Já a economista Marina Dal Poggetto, da consultoria Estudio Bein e Associados, criticou a medida anunciada por Prat-Gay. “Achei muita ousadia. Com esse nível (baixo) de reservas que temos no Banco Central, abrir o mercado cambial dessa maneira pode ser arriscado”.
O Banco Central da Argentina tem em torno de US$ 24 bilhões de reservas, que encolheram sucessivamente nos últimos anos. Na entrevista, Prat-Gay informou que empresas do agronegócio deverão realizar transações que fortalecerão estas reservas.
Ele falou ainda em um acordo com a China para transformar uma operação em yuan em dólares e espera que, ao “gerar confiança”, mais dólares entrem para alimentar as reservas do BC.
Controle
A economista Dal Poggetto foi cautelosa. “Existem dólares para este início do fim do controle cambial, mas não sabemos depois. Além disso, os sindicatos vão naturalmente pedir uma reposição salarial de acordo com esse nível de desvalorização. Ainda veremos muitos capítulos a partir desta decisão (do ministro da Economia)”.

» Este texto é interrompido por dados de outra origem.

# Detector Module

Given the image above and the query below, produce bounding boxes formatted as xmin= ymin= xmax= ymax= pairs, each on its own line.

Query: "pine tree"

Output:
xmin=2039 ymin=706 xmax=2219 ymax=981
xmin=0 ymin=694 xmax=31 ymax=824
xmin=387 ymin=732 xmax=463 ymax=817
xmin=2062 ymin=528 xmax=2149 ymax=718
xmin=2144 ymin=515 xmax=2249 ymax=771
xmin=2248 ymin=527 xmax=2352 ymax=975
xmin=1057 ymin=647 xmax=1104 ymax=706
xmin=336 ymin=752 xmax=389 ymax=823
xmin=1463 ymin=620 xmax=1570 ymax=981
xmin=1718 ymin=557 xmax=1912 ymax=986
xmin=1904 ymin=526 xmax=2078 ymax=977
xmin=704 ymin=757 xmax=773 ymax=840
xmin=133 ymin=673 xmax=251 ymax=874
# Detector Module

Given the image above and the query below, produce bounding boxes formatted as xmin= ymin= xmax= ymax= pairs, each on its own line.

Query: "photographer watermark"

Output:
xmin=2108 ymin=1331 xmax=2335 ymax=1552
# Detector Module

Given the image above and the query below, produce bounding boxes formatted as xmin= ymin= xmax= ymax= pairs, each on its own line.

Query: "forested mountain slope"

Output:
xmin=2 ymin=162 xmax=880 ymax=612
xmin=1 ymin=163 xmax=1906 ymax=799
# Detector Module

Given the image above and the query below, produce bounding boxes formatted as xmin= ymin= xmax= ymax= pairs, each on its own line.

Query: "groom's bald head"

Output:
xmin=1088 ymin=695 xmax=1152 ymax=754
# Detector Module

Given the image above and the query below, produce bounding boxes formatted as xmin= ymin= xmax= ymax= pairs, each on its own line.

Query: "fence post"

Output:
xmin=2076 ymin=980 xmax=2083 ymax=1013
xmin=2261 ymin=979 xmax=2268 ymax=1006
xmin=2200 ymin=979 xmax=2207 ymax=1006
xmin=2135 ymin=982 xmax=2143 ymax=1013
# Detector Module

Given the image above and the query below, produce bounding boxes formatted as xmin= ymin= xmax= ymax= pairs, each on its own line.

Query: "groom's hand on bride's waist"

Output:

Nesta semana, o governo Macri anunciou ainda duas outras medidas que têm efeito direto na relação comercial entre Brasil e Argentina: o fim da barreira comercial chamada ‘DJAI’ – ela já tinha sido condenada pela Organização Mundial de Comércio – e o fim do imposto de exportação para o trigo.
A DJAI, uma medida burocrática e acusada de ser pouco transparente, paralisava as importações argentinas, segundo empresários brasileiros e locais. O governo argentino continuará controlando algumas importações com outro mecanismo, chamado licença não-automática, que no passado gerou disputas comerciais entre os dois países, mas que é permitido pelas regras internacionais, segundo especialistas.
No caso do trigo, a produção e a exportação tinham caído na Argentina e o Brasil, principal importador do grão argentino, tinha passado a buscar outros mercados. Na ocasião que o governo argentino anunciou o imposto para o trigo, uma alta fonte do governo brasileiro disse: “A Argentina acaba de dar um tiro no pé porque teremos que buscar outros mercados”.